The Minimal Valid Skill
my-skill/
SKILL.md ← Required. Contains frontmatter + instructions.
scripts/ ← Optional. Executable code Codex can invoke.
references/ ← Optional. Long-form docs, spec files.
assets/ ← Optional. Templates, example outputs.The SKILL.md frontmatter must include name and description:
---
name: deploy-vercel
description: >
Deploy the current web app to Vercel. Use when the user asks to deploy,
publish, or ship to Vercel. Do NOT trigger for staging deployments or
when a different cloud provider is mentioned.
---
## Steps
1. Run `vercel --prod` from the project root.
2. Capture the deployment URL.
3. Post the URL back to the user in the format: "Deployed: <url>"The description is the single most important field. The name and description are the primary signals Codex uses to decide whether to invoke the skill at all. If these are vague or overloaded, the skill won't trigger reliably.
Skill Design Pattern: Inputs → Tools → Outputs
Every well-designed skill answers three questions: what does it receive, what does it call, and what does it produce?

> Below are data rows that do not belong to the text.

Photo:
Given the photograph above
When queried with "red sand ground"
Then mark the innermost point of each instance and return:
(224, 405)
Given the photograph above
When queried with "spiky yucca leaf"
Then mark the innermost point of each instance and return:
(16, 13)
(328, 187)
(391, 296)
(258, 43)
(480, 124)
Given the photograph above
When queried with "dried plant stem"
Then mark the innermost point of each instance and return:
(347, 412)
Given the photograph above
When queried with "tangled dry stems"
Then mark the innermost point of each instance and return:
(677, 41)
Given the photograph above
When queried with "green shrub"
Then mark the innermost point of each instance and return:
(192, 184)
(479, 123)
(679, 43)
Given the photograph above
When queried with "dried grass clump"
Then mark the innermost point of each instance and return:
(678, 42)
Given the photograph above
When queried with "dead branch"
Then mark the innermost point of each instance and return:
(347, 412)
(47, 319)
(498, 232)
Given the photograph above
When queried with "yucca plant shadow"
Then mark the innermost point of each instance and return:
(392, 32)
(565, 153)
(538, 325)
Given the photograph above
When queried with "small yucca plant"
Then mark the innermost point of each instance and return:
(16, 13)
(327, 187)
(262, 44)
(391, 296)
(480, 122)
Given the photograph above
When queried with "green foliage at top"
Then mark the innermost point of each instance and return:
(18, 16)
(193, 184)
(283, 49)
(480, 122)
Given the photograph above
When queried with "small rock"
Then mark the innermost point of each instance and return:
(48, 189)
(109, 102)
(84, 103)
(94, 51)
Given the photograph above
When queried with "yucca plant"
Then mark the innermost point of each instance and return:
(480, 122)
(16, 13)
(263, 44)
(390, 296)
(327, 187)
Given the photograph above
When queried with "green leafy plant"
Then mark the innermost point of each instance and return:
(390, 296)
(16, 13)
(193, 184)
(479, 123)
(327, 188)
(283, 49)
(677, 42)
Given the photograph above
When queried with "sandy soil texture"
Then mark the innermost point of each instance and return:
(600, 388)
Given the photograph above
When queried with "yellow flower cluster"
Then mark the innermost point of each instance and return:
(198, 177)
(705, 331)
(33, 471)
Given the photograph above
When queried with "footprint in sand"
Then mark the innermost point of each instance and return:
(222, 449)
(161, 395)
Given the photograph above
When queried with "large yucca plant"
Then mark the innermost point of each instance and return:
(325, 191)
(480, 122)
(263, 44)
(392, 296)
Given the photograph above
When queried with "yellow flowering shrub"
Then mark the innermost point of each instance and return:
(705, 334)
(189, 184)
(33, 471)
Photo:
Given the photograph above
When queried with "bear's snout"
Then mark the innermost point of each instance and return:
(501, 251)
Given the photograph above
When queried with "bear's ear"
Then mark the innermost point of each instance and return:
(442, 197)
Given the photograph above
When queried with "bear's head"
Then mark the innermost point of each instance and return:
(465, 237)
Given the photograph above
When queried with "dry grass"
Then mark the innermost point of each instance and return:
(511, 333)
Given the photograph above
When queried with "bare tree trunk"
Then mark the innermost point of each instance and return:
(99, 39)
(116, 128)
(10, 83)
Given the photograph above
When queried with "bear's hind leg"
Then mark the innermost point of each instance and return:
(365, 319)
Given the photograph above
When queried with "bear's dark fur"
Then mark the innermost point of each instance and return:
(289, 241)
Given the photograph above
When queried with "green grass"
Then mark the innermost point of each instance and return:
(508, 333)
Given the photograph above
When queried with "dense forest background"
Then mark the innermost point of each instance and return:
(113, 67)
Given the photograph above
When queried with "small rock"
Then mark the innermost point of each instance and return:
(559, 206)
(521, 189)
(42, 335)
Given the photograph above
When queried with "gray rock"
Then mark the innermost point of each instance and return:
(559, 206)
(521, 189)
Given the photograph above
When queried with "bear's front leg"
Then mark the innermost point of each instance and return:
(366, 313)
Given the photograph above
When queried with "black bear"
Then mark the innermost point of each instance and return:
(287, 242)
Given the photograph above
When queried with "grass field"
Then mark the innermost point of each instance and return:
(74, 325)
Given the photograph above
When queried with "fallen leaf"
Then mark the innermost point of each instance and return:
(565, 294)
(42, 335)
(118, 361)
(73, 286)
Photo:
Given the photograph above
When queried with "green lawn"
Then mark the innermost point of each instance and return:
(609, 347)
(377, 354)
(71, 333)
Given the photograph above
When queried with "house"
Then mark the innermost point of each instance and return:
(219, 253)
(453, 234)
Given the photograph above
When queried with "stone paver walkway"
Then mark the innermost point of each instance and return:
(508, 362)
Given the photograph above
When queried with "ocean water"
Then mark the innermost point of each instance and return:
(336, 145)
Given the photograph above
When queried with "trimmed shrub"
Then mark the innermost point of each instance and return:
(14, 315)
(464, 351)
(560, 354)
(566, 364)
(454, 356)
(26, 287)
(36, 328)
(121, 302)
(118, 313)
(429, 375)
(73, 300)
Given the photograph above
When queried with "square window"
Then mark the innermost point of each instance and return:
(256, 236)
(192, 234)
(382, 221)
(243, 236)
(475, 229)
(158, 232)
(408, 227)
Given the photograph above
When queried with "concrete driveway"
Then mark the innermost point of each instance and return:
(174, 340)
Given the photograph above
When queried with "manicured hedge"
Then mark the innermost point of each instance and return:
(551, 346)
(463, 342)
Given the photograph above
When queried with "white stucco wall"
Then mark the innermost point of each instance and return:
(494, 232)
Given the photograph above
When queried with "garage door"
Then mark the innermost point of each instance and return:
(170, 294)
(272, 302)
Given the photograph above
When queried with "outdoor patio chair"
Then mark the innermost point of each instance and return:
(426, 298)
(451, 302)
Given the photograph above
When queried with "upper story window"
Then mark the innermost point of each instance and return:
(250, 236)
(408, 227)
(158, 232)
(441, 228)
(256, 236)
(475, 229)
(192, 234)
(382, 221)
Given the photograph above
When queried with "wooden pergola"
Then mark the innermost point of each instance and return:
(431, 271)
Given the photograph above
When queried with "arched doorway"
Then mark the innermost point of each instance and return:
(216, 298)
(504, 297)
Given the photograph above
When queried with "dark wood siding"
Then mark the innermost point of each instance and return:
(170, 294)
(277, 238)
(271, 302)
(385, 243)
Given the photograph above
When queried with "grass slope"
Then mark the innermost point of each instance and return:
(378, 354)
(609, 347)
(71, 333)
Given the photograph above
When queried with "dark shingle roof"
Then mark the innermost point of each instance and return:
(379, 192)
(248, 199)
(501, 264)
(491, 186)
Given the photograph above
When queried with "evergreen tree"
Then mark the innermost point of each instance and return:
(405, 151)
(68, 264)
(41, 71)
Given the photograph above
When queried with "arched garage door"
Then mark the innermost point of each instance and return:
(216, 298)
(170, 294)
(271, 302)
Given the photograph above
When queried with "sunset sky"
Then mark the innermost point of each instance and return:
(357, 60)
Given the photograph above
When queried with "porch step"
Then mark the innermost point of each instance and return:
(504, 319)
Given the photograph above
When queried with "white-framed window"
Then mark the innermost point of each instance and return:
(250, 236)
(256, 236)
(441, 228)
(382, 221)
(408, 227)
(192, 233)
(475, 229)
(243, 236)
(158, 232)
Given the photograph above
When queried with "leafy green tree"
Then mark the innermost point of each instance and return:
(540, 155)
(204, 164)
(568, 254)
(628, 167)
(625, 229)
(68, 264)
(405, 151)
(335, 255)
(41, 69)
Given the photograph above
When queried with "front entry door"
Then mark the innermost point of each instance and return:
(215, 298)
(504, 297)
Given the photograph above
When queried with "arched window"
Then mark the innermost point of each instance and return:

A durable structure to follow: encode the workflow — steps, guardrails, templates — in a skill; mount the skill into your shell environment; have the agent follow the skill to produce artifacts deterministically.
The I → T → O Template
| Layer | What to Define | Example |
|---|---|---|
| Inputs | Files, env vars, explicit user params | $BRANCH_NAME, open PR diff, a Figma URL |
| Tools | MCP connections, shell scripts, APIs | linear MCP, scripts/run-tests.sh |
| Outputs | Artifact path, format, commit message | /mnt/data/report.md, structured JSON |
The outputs matter more than most engineers expect. This pattern creates a clean review boundary: your app can show the artifact to the user, log it, diff it, or feed it into a later step.
Instruction vs. Script: Which Do You Need?
Prefer instructions over scripts unless you need deterministic behavior or external tooling. Here's a practical decision rule:
| Scenario | Use Instructions | Use Scripts |
|---|---|---|
| "Follow these steps in order" | ✅ | |
| "Run this exact shell command" | ✅ | |
| "Parse this JSON response" | ✅ | |
| "Draft a commit message following our conventions" | ✅ |
When you do use scripts, keep them small and focused. A 200-line bash script buried in a skill is a maintenance nightmare. If the logic is complex, reference an existing repo script by path and have the skill invoke it.
Invocation: Explicit vs. Implicit
You can trigger a skill two ways. Explicit invocation: include the skill directly in your prompt — in CLI/IDE, type $skill-name. Implicit invocation: Codex selects a skill automatically when your task matches the skill description.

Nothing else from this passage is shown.